Regardless of my best intentions, am I just another white imperialist reinforcing a systems that says white women can gain off the backs of brown women?
In a post I’d recommend reading in full, Bevan wrote on hiring maids:
In a recent article on the use of domestic service, Zoe Williams detailed how at a conference on increasing the number of women in boardrooms, Virginia Bottomley told participants that “if you want to do well … do not do your own ironing, do not bake a cake. Women do well in India because of domestic help”. But, as Williams notes, “there’s an inevitable follow-up question isn’t there? What about the domestic help? Do they do well?” While (mostly) white, middle-class women have made considerable inroads (well, kind of) economically and politically, how have women (and men) outside of these categories fared? These questions bring up a number of issues around what role the domestic service industry plays in perpetuating race and class-based inequalities and hierarchies.
While I’m under few illusions about the grand things I’ll achieve in Timor-Leste, my stint here has undoubtedly helped me professionally: I’ve had articles published in publications I couldn’t crack in a crowded Melbourne market; I’ve taken roles as an ‘adviser’ and ‘manager’ because I can afford to advise voluntarily in exchange for experience; and I know the lines on my resume that say I’ve lived abroad will help me stand out when I’m applying for jobs back home. Here in Timor-Leste, I’m getting ahead.

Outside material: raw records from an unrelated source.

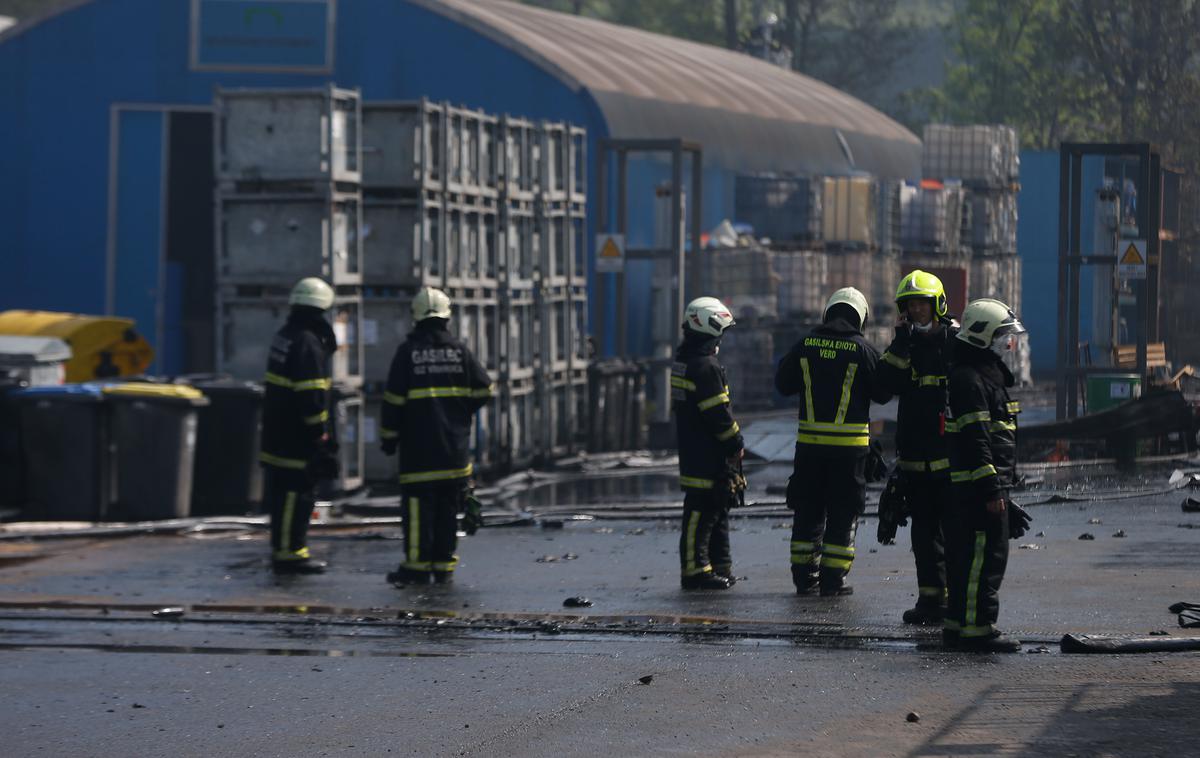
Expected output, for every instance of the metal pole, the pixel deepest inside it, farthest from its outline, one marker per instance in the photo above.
(622, 228)
(1077, 200)
(1063, 251)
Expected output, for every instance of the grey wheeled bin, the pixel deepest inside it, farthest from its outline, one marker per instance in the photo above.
(154, 433)
(228, 479)
(66, 452)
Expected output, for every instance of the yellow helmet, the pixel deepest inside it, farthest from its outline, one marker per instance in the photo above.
(922, 284)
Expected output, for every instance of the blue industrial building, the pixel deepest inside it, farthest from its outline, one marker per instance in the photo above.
(106, 181)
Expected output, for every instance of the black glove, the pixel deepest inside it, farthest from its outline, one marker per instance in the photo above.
(324, 465)
(472, 513)
(1019, 521)
(893, 510)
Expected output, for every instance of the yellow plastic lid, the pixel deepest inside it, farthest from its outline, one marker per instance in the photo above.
(155, 391)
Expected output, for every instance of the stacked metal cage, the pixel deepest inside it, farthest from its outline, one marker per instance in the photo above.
(403, 196)
(289, 204)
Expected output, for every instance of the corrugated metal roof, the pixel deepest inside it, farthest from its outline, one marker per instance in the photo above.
(748, 114)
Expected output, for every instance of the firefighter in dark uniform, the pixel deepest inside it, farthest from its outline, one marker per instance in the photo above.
(711, 447)
(915, 368)
(435, 387)
(983, 465)
(299, 447)
(835, 371)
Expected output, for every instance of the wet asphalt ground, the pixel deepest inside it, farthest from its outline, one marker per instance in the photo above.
(345, 663)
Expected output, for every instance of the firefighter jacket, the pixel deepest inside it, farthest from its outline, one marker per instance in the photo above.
(915, 367)
(298, 390)
(982, 428)
(435, 387)
(837, 372)
(707, 432)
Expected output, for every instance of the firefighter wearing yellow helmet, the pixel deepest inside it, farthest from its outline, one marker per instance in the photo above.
(915, 368)
(835, 371)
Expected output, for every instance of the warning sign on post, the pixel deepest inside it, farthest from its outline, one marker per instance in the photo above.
(610, 253)
(1132, 259)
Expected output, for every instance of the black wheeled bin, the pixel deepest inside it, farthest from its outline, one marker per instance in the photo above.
(67, 452)
(227, 477)
(154, 432)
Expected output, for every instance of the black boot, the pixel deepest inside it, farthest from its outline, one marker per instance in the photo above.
(707, 581)
(805, 581)
(304, 565)
(996, 642)
(403, 577)
(925, 614)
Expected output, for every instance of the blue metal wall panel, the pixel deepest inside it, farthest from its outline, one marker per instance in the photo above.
(64, 74)
(139, 215)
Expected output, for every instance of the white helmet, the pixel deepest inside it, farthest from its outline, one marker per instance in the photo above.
(431, 304)
(312, 292)
(707, 316)
(984, 320)
(852, 298)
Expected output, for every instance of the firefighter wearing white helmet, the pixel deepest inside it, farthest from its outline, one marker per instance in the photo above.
(982, 431)
(835, 372)
(435, 387)
(299, 445)
(709, 447)
(916, 367)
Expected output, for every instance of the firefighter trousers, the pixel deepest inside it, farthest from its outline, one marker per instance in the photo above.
(288, 498)
(827, 494)
(705, 540)
(431, 525)
(928, 497)
(976, 558)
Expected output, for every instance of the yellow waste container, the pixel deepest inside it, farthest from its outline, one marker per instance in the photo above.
(101, 346)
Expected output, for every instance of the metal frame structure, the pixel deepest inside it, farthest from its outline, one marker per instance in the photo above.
(1071, 259)
(664, 346)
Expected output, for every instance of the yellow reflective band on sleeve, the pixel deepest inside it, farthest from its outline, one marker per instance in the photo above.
(713, 402)
(436, 476)
(808, 390)
(844, 428)
(839, 549)
(729, 433)
(281, 462)
(429, 392)
(683, 384)
(837, 441)
(298, 386)
(978, 416)
(484, 391)
(925, 465)
(837, 563)
(847, 383)
(312, 384)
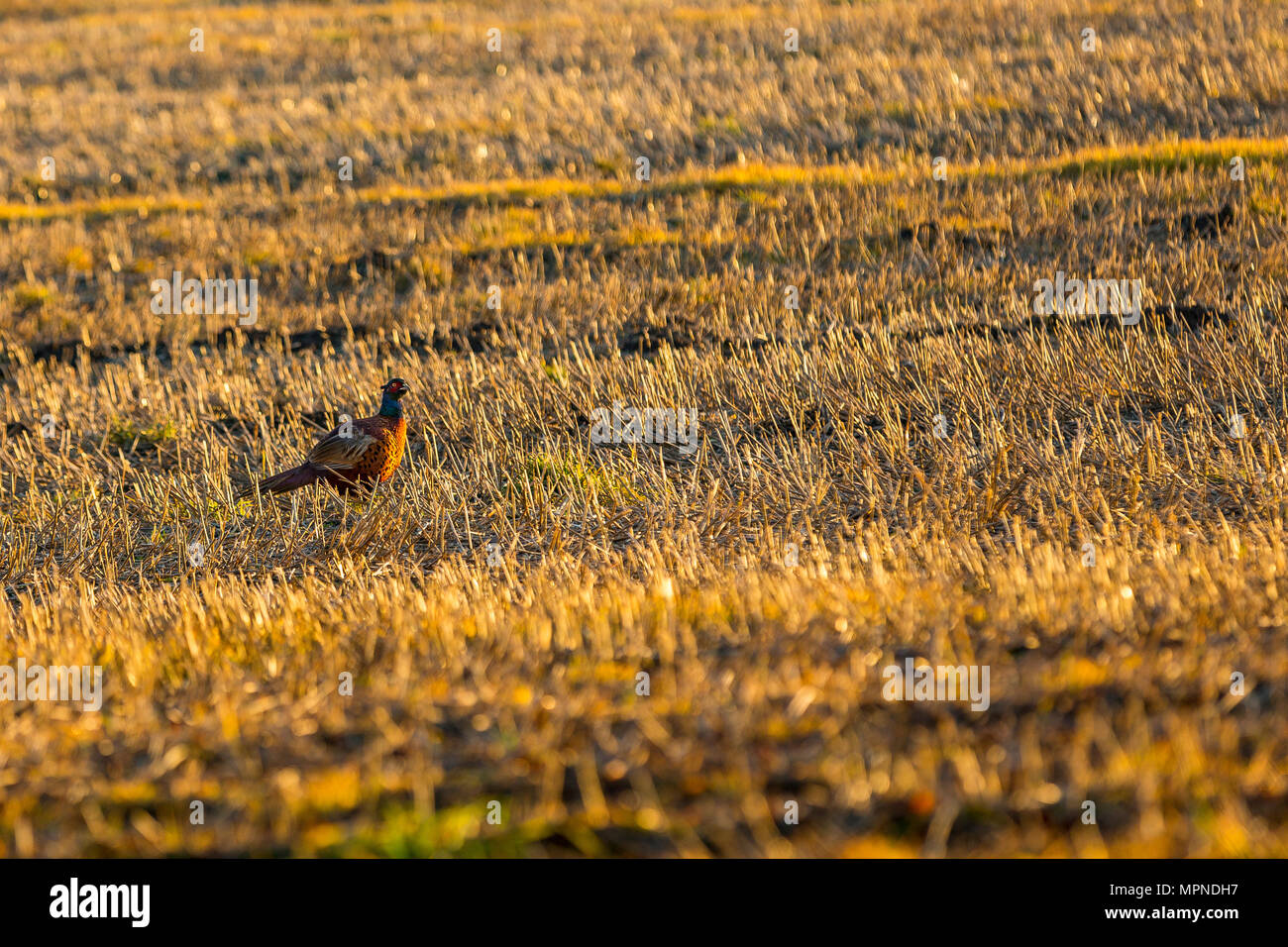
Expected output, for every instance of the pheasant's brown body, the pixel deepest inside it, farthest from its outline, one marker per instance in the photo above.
(353, 455)
(378, 459)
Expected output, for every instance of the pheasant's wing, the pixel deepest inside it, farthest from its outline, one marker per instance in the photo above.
(339, 453)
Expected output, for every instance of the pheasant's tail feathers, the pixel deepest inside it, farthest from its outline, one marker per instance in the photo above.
(284, 482)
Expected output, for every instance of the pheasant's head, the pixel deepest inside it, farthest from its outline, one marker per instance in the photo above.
(389, 397)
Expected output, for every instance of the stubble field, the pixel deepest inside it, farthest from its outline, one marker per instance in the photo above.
(896, 459)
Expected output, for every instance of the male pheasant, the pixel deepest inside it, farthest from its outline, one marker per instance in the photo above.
(347, 459)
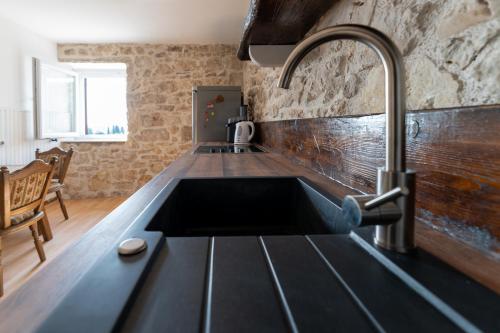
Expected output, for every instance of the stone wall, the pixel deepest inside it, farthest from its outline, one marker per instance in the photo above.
(451, 50)
(159, 82)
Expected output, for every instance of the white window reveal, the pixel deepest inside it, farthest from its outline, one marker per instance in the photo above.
(100, 111)
(56, 100)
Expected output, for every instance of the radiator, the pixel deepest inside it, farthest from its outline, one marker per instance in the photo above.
(17, 132)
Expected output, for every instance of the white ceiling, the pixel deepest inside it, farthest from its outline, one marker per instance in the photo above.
(139, 21)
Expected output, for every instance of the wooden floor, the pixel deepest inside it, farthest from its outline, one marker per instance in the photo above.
(20, 260)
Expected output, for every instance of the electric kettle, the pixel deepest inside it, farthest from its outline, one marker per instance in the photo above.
(244, 132)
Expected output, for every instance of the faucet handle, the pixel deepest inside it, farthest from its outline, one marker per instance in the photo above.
(381, 211)
(386, 197)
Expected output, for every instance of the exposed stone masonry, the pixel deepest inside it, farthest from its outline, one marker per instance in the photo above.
(159, 83)
(451, 51)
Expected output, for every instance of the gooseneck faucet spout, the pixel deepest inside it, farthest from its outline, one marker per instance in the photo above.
(393, 209)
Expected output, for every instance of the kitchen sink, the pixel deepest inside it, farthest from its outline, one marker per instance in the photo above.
(247, 206)
(235, 149)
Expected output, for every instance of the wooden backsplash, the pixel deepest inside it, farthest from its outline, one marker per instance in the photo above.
(456, 153)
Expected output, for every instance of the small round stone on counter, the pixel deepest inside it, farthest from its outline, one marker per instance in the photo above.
(132, 246)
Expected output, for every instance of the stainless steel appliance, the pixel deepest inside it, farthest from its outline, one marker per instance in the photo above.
(234, 149)
(212, 107)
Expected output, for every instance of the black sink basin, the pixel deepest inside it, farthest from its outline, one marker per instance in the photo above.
(247, 206)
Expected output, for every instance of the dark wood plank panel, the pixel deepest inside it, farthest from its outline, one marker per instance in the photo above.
(379, 290)
(322, 304)
(27, 307)
(180, 263)
(279, 22)
(242, 289)
(456, 153)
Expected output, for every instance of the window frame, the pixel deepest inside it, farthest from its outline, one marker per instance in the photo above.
(38, 102)
(84, 74)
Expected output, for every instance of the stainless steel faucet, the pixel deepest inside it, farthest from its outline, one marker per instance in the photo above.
(392, 210)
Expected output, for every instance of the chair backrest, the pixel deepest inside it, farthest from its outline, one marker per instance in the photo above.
(24, 190)
(64, 157)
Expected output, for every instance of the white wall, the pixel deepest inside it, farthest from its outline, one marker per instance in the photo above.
(18, 47)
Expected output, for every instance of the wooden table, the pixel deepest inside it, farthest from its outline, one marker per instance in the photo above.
(26, 308)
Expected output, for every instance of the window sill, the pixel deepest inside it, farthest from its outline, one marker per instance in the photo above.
(94, 139)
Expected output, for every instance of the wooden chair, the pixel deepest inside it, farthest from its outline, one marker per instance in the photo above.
(57, 184)
(22, 196)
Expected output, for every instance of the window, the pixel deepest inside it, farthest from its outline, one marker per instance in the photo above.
(56, 101)
(85, 101)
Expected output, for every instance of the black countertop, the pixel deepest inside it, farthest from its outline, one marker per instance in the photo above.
(317, 283)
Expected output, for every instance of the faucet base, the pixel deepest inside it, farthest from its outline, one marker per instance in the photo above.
(398, 236)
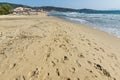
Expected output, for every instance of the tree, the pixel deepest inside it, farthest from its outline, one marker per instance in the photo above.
(5, 9)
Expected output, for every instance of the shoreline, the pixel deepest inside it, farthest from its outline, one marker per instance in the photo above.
(48, 48)
(96, 32)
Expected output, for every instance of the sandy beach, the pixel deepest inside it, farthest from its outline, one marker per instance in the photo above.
(43, 47)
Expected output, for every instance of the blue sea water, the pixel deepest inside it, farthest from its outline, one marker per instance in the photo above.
(109, 23)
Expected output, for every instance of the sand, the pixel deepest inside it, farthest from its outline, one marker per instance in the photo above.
(46, 48)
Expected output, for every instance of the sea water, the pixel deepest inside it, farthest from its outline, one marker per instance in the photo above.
(109, 23)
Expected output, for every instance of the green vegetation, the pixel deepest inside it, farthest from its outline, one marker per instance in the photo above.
(5, 9)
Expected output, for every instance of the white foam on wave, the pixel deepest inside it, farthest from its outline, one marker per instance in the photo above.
(109, 23)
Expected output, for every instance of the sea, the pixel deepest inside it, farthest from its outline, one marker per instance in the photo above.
(107, 22)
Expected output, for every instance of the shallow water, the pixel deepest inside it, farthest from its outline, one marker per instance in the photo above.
(109, 23)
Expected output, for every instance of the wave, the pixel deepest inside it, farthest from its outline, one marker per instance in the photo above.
(109, 23)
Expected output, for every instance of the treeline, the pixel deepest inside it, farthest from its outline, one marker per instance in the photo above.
(5, 9)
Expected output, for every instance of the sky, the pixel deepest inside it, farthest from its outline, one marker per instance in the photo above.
(77, 4)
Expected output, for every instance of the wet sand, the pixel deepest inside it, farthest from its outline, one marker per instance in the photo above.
(47, 48)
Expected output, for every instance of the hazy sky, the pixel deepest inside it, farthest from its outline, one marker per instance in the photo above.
(92, 4)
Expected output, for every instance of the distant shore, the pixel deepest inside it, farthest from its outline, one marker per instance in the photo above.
(40, 47)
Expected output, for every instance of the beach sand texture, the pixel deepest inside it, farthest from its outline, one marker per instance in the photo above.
(46, 48)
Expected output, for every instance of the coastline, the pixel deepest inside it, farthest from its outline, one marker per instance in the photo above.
(103, 36)
(45, 47)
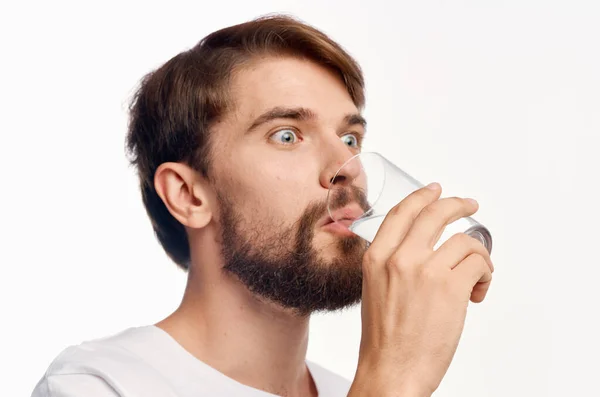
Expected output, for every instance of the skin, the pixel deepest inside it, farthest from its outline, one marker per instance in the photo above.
(246, 337)
(414, 299)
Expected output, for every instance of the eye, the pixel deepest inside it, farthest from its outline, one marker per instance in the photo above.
(350, 140)
(285, 136)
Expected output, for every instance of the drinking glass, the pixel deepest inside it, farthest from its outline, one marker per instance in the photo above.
(368, 186)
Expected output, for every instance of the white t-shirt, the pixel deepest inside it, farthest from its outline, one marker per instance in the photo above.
(148, 362)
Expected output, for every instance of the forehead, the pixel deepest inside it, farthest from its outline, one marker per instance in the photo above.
(289, 82)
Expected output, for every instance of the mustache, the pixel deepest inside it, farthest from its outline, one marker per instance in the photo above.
(343, 196)
(340, 197)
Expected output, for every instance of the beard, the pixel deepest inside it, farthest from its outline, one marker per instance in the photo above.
(282, 265)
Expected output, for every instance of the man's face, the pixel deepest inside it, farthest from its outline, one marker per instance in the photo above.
(293, 126)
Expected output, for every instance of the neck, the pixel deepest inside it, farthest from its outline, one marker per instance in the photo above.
(254, 342)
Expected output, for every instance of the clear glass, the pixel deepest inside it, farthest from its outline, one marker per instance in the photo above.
(368, 186)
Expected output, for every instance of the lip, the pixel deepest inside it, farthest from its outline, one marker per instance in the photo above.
(344, 218)
(340, 227)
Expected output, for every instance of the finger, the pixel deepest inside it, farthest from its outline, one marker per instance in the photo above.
(456, 249)
(472, 271)
(480, 291)
(399, 220)
(431, 221)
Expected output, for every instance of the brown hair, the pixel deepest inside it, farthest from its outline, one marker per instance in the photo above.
(175, 105)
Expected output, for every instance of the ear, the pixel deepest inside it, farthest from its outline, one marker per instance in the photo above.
(184, 193)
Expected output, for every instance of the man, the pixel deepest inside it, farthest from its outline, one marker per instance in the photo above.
(236, 142)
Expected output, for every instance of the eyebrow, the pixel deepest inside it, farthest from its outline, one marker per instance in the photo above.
(300, 114)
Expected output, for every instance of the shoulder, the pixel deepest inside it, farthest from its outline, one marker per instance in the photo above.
(104, 367)
(329, 383)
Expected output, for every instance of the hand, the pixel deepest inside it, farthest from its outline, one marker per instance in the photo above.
(414, 298)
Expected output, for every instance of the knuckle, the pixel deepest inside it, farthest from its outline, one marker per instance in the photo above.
(463, 239)
(432, 275)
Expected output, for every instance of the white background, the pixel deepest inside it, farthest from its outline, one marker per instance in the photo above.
(497, 100)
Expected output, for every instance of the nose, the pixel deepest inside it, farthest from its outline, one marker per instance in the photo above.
(340, 170)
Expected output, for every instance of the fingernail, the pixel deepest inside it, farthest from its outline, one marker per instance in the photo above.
(472, 201)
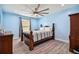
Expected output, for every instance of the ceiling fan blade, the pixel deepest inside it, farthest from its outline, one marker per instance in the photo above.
(44, 13)
(44, 10)
(29, 8)
(37, 7)
(41, 14)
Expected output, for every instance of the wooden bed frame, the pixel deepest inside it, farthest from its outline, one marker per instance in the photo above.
(30, 42)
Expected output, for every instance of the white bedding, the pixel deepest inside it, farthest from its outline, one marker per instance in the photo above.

Can I say the same for the woman making that happen? I wouldn’t have time to write if I had to clean the house. I wouldn’t have the energy to volunteer full-time if I was heading to work after doing laundry all morning.
Us foreigners must recognise our do-gooding often comes from a place of privilege, Bevan wrote, and consider whether the feeling of having ‘made a difference’ trumps the goal of dismantling unequal systems. I arrived in Timor-Leste as a wide-eyed volunteer determined to throw my weight behind a fight for equity, not just to advance my own career.
So how does having a servant fit in with that?
Bevan acknowledged that behaviour like my decision to have a cleaner may seem minor, but it is symbolic. Sure, my housemates and I are giving Florencia a wage she likely otherwise wouldn’t have had. But we’re not the “neutral employer” Bevan also wanted herself to be — Florencia’s work is helping me get ahead but perhaps merely keeping her stable — and we must engage in a “much more uncomfortable emotional and intellectual process of questioning privilege” if we’re to understand this complex system.
The economic gap between us as the affluent employers and Florencia as the dutiful domestic help represents a systemic class inequality that my feeling sheepish or introspective at requiring her help doesn’t resolve. But, Bevan wrote, to see myself as the ‘bad guy’, as a “personification of privilege, all behaviors laced with a kind of inherent selfishness and Western arrogance,” is unhelpful, for both me and Florencia. I don’t want to end her employment — I don’t want to take that wage from her family and I simply don’t want to have to clean my own house. Plus, a rash decision to end her employment, as Bevan again wrote, simplifies and ignores the complex reality of the system in which we’re both operating. “There is no such thing as a clean break,” she wrote.
Despite the conviction of this post’s headline, I’m still unsure about whether I can justify my decision to hire and retain a cleaner — I have no plans to ask Florencia to stop cleaning, but I must consider the challenges and opportunities this arrangement provides for both of us, and how that fits in more broadly to my work here. Reflection is a starting point. As is doing my own dishes.
* I initially wrote this post using Florencia’s real name, but went through later and changed it to afford her some privacy and distance. I’m confident very few, if any, people reading this blog know who she is, and I wanted this post to be more about my existential contemplation of the ethics of having domestic help in a different context from my own than about the story of my neighbour, which of course isn’t mine to tell.